Baca berita dengan sedikit iklan, klik di sini
Perempuan 16 tahun itu-sebut saja Zubaedah-sedang mencuci pakaian di belakang rumah ketika bapaknya, Buasir Nur Hatip, dicokok polisi, Senin dua pekan lalu. Ia masih ingat, tak kurang dari 10 anggota Kepolisian Resor Kota Probolinggo, Jawa Timur, datang ke rumahnya di Desa Pohsangit Lor, Kecamatan Wonomerto, Kabupaten Probolinggo. Mereka datang sekitar pukul 10 pagi. Setelah penangkapan, polisi langsung menggeledah rumah.
"Enggak tahu mengapa Bapak ditangkap polisi," kata Zubaedah kepada Tempo di rumahnya, Rabu pekan lalu. Sempat tak ada kabar berita, beberapa hari kemudian ia dikagetkan oleh pemberitaan di televisi. Buasir disebut polisi sebagai Si Kolor Ijo, tersangka kasus pencurian disertai pemerkosaan di Kota Probolinggo. Saat diperiksa, Buasir mengaku sudah memerkosa 31 perempuan. Aksi kriminal itu dilakukan sejak 2004.
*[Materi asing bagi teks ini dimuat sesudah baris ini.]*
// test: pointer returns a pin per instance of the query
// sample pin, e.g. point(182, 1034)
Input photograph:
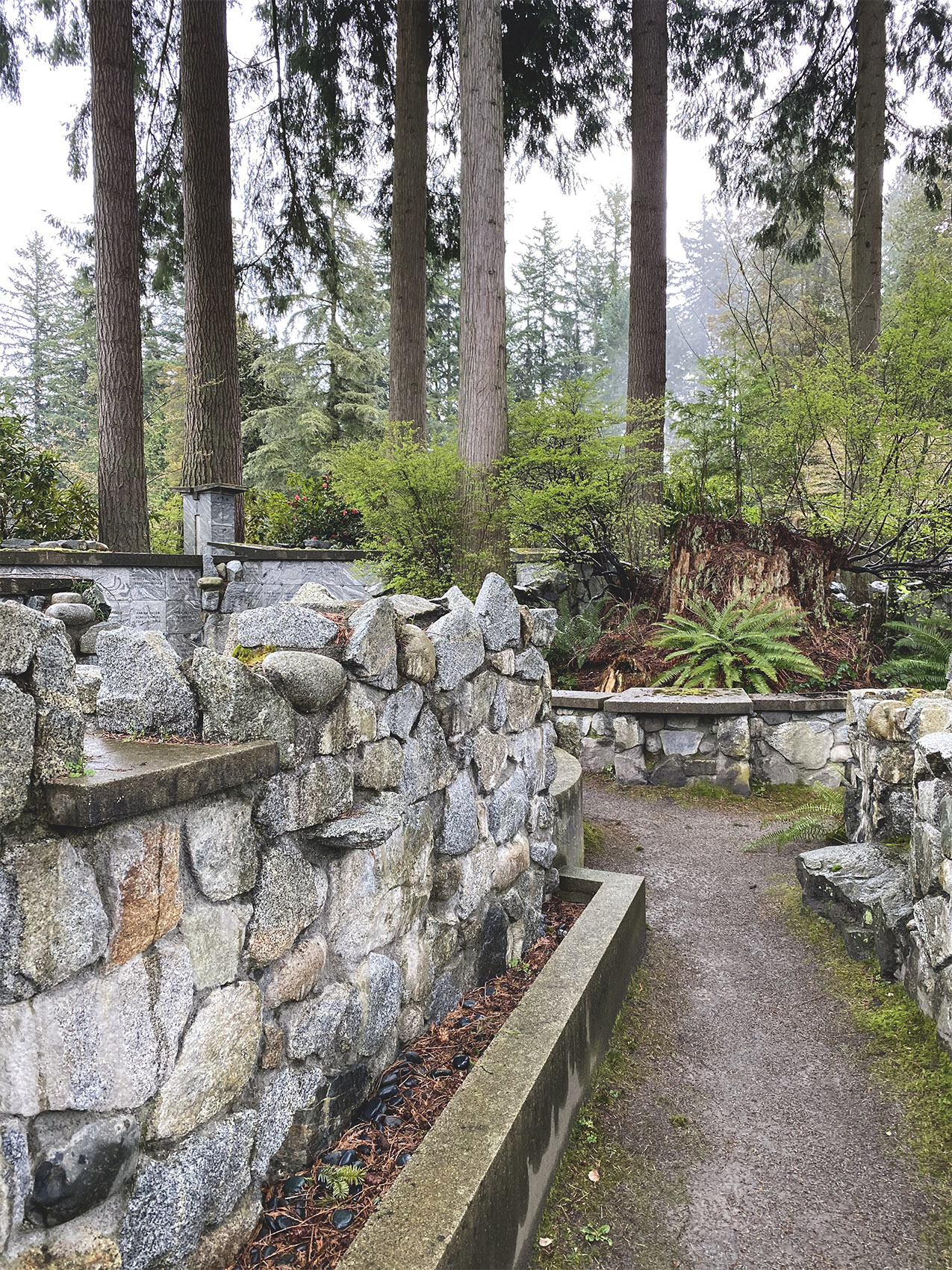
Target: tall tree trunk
point(484, 540)
point(408, 248)
point(649, 250)
point(212, 413)
point(870, 152)
point(123, 509)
Mendengar berita itu, Zubaedah langsung mewek. Ia tak percaya ayahnya adalah Si Kolor Ijo, yang gentayangan mencari korban dalam waktu 10 tahun terakhir. Apalagi, selain mencuri atau merampok, Buasir-yang disebut polisi mengenakan celana kolor hijau saat beraksi-kerap memerkosa korbannya. Ia tak peduli apakah korbannya masih gadis, janda, atau istri orang lain. Zubaedah tak percaya karena pekerjaan ayahnya jelas: membuat pupuk kandang dari kotoran sapi serta membuka jasa selep gabah dan jagung. Tak jarang ia melayani jasa syuting video pengantin atau hajatan lainnya.
"Pelaku sedang apes. Dia meninggalkan jejak berupa sidik jari saat beraksi di Ketapang, Probolinggo," kata seorang perwira menengah polisi Polresta Probolinggo yang tahu seluk-beluk penanganan Si Kolor Ijo di Markas Polresta Probolinggo, Rabu pekan lalu.
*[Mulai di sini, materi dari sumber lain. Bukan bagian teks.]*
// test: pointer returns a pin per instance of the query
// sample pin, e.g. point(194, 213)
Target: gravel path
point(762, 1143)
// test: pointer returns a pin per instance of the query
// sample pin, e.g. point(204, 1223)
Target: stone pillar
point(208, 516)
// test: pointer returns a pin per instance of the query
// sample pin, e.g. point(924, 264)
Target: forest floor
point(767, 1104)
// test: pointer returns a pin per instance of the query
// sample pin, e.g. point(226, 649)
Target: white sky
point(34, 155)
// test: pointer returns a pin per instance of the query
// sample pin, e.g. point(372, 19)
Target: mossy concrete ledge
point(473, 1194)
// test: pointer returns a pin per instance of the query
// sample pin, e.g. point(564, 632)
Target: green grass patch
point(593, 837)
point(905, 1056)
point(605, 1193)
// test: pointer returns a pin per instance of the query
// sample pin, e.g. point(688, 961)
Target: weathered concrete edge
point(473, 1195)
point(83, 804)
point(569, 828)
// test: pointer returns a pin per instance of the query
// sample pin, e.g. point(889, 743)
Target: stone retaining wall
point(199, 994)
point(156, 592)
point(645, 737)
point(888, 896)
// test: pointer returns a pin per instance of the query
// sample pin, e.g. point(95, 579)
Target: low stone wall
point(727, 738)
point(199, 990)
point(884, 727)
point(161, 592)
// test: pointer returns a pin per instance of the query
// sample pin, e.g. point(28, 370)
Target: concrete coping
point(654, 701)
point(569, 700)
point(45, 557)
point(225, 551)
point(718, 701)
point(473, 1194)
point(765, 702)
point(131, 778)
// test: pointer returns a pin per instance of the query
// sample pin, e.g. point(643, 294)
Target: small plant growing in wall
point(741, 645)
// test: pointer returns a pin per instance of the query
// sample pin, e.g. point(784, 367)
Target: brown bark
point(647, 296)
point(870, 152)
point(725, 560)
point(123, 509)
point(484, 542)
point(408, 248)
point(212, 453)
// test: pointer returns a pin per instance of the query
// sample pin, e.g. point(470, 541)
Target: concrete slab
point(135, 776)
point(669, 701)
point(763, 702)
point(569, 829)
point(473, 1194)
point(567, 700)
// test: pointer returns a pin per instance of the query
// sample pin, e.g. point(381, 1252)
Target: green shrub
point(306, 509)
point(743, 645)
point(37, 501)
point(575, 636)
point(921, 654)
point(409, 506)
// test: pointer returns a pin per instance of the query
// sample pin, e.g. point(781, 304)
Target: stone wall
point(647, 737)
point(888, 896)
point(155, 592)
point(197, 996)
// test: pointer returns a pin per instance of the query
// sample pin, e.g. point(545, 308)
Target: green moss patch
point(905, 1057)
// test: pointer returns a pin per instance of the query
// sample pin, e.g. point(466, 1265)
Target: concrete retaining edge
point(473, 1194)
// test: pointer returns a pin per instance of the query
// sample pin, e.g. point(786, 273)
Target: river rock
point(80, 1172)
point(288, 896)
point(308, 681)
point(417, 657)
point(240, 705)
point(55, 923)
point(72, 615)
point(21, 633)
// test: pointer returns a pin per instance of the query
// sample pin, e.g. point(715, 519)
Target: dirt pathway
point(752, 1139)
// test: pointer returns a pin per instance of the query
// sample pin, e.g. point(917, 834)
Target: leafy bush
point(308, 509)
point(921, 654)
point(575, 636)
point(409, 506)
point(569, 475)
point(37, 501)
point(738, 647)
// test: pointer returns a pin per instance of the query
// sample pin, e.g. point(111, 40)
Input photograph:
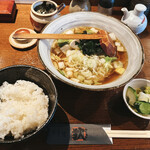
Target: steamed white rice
point(23, 108)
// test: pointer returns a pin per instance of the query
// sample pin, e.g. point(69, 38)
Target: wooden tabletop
point(76, 105)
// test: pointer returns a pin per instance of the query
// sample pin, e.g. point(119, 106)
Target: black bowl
point(22, 72)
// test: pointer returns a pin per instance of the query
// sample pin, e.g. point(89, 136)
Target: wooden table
point(76, 105)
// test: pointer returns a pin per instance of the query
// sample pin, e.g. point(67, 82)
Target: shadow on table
point(83, 105)
point(40, 140)
point(121, 116)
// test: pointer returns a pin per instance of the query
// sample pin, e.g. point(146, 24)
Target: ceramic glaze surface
point(110, 24)
point(135, 19)
point(136, 83)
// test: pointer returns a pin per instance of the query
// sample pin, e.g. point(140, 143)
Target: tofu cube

Buasir terakhir kali beraksi pada pertengahan Januari lalu. Sumber itu mengaku polisi sudah memetakan Si Kolor Ijo berdasarkan sejumlah kejadian sebelumnya. Buasir juga sudah lama diincar. Namun, lantaran belum cukup bukti, polisi belum bisa menangkapnya.
Polisi lalu putar otak agar bisa mendapatkan sidik jari Buasir. Mereka "menanam" anggotanya, termasuk ada yang berpura-pura menjadi pasien yang tengah mencari pengobatan. Akhirnya polisi berhasil mendapatkan sidik jari yang menempel di gelas yang sempat dipegang Buasir. Setelah dibandingkan dengan sidik jari yang ditemukan di Ketapang, hasilnya klop. Walhasil, polisi meyakini 100 persen bahwa Si Kolor Ijo mengarah ke sosok Buasir. Dari situlah penangkapan pada Senin dua pekan itu lalu digeber.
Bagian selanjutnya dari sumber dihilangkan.